In a new interview with Collider, director Joseph Kosinski talked about what stopped ‘Tron Ascension’ from being made, and what he had planned for an invasion movie of the real world from inside the machine.

On why it didn’t happen:
JOSEPH KOSINSKI: I guess I can say that TRON 3 is in cryogenic freeze. So, it’s there. It’s not dead. It’s alive, but it’s sitting there, waiting for the right time to move forward. I mean, you have to remember that when we made TRON: Legacy, Disney did not own Marvel. Disney did not own Lucasfilm…they own everything now. But this was before they owned everything, so from the studio point of view, they have a certain number of slots and a certain amount of money to make movies and if you can make a Star Wars spinoff or another Marvel movie, which are all doing incredibly well, a TRON movie, even though I think it would do very well, the question is: Would it do as well as one of those? That is more the reason we haven’t seen another TRON is that Disney stock is flushed with really successful properties right now. But that doesn’t mean we won’t see one at one point.

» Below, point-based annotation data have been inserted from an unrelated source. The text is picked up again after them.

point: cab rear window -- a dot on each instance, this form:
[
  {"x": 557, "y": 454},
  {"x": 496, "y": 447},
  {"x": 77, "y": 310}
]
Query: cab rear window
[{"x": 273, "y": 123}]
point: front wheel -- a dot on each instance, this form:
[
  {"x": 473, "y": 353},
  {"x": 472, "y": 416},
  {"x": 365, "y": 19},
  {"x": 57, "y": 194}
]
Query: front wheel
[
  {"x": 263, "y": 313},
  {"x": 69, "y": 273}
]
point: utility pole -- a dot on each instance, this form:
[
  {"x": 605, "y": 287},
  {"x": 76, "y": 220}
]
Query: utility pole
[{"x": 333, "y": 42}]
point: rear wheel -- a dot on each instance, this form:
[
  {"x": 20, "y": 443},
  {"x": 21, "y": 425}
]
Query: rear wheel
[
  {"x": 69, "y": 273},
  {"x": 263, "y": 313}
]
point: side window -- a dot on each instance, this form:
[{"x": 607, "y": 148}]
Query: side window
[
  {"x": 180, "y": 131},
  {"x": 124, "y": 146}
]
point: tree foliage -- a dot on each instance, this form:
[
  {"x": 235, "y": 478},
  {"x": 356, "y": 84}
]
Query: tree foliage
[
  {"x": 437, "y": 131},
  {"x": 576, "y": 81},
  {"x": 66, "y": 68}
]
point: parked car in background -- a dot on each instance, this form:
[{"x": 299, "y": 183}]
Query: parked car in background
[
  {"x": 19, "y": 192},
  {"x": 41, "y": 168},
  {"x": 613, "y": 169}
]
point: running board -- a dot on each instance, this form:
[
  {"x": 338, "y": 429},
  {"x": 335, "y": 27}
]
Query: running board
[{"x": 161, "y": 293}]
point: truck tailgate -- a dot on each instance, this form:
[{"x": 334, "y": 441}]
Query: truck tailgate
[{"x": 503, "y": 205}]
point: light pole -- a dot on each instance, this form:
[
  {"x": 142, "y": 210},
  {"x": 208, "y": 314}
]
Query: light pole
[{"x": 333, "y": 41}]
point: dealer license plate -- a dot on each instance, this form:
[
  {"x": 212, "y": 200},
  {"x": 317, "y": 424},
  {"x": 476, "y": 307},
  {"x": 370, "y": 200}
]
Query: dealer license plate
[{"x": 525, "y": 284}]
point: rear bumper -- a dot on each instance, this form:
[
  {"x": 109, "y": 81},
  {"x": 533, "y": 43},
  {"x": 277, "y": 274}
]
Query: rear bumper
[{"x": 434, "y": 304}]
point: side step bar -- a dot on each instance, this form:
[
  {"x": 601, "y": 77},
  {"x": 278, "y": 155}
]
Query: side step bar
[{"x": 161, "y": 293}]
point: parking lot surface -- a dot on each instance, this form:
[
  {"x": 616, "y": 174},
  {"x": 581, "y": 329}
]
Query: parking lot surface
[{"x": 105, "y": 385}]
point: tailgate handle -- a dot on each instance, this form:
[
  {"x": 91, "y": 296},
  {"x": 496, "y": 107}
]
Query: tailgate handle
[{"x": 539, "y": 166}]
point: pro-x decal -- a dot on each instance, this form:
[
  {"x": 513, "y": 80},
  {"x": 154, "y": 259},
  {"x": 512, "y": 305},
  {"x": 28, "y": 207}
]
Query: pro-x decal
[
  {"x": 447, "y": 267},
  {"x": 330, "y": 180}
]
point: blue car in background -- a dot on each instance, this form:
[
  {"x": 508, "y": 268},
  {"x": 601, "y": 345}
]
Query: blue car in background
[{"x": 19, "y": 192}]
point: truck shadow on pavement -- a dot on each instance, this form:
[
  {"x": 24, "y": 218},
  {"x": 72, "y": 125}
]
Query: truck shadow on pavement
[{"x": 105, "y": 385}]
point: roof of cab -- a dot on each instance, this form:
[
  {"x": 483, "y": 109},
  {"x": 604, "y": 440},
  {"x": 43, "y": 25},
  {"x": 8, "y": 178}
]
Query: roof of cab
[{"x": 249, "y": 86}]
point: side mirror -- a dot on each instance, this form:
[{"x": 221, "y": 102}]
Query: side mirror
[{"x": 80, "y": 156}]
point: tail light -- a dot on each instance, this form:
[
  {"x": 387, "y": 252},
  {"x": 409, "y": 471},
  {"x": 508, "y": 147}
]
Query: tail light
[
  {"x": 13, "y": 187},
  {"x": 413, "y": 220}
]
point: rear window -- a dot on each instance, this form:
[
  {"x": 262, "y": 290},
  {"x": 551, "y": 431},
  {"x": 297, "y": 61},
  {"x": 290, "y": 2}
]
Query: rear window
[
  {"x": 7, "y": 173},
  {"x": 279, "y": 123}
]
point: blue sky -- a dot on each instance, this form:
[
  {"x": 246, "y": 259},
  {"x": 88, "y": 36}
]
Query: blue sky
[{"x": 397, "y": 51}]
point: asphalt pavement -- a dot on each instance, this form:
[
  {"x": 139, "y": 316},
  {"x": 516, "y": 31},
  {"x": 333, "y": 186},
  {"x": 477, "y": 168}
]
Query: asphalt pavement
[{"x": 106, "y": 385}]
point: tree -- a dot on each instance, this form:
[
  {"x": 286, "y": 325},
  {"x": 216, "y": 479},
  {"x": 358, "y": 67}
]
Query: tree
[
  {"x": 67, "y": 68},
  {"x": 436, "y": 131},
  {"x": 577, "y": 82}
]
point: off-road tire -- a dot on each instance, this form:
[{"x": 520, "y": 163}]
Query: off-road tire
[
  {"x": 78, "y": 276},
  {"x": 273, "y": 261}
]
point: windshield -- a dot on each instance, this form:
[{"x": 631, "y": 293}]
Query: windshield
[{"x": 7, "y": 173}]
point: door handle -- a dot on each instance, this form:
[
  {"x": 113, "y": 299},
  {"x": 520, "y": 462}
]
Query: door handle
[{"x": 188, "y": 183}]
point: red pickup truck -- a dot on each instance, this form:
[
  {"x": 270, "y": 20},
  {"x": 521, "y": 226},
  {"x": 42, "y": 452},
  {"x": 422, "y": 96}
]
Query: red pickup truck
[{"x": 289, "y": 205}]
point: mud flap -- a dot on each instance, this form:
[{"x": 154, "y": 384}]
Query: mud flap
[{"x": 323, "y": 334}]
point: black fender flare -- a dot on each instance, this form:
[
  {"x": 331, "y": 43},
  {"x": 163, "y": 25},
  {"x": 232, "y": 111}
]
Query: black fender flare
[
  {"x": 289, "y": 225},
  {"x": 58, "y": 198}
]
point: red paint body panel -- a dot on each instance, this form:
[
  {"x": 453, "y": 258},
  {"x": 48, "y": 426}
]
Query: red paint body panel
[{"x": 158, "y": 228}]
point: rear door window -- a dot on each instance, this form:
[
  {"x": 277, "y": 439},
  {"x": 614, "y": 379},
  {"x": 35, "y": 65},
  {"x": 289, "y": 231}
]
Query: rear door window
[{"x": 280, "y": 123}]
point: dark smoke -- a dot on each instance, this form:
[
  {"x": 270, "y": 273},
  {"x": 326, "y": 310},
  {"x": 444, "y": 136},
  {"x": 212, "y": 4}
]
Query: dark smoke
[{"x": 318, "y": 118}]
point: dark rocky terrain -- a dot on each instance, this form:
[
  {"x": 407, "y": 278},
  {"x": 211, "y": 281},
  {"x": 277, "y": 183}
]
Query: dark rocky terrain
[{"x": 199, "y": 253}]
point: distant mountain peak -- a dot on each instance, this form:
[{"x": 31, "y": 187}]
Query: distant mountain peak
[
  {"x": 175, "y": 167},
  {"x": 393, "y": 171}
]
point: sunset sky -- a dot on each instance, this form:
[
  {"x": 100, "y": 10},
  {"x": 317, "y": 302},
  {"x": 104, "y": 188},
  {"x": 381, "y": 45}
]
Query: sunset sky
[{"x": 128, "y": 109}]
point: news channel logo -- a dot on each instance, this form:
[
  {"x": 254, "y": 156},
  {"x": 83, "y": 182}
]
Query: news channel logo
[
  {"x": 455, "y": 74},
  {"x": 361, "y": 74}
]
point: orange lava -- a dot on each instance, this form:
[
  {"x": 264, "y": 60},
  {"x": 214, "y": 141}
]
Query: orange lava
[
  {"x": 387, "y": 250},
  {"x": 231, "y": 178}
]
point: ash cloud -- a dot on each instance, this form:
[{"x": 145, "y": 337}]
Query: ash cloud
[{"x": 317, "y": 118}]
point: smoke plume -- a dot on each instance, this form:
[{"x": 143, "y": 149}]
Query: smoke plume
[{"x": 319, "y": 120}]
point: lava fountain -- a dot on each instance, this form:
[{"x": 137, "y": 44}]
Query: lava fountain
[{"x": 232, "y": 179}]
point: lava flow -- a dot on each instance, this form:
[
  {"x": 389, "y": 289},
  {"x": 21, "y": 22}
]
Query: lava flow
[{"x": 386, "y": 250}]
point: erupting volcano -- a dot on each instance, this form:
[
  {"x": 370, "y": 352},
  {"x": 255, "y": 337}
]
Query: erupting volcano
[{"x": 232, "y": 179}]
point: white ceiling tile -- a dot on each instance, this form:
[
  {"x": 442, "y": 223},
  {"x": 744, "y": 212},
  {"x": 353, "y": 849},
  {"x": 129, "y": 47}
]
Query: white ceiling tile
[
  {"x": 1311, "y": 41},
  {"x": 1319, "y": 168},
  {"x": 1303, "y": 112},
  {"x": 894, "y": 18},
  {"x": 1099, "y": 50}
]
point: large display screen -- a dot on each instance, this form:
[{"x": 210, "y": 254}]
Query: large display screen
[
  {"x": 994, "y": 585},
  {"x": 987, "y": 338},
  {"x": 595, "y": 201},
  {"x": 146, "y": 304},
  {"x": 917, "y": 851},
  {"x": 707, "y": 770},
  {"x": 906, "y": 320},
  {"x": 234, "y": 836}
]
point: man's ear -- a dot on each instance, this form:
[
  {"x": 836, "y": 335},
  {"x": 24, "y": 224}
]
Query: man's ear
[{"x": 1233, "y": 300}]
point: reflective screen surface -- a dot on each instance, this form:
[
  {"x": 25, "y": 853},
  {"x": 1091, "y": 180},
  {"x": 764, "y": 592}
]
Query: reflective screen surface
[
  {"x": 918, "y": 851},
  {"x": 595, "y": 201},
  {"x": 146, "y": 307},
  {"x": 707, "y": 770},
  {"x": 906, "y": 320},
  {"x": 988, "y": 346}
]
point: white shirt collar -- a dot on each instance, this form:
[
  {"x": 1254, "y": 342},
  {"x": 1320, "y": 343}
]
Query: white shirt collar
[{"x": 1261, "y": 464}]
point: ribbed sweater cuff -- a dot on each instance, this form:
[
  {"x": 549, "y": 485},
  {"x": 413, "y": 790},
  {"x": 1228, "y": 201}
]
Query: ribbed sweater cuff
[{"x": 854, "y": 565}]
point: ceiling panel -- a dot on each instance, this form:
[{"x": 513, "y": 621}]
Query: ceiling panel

On what we could have expected from Tron Ascension:
KOSINSKI: The movie was called, “TRON: Ascension”, I think that’s out there. I think we got the script to about 80%. We were in good shape. We were probably eight or nine months out, which is still a good amount of distance from being ready to shoot it, but I think the script was in good shape. What I’m excited about is the concept, which is an invasion movie from inside the machine coming out as opposed to one we’ve usually seen. So we hinted at that at the end of Legacy with Quorra coming out, but the idea for Ascension was a movie that was, the first act was in the real world, the second act was in the world of TRON, or multiple worlds of TRON, and the third act was totally in the real world. And I think that really opens up, blows open the concept of TRON in a way that would be thrilling to see on screen. But there’s also a really interesting character study in Quorra and a “Stranger in a Strange Land,” trying to figure out where she belongs having lived in the real world for a few years, and where does she fit in.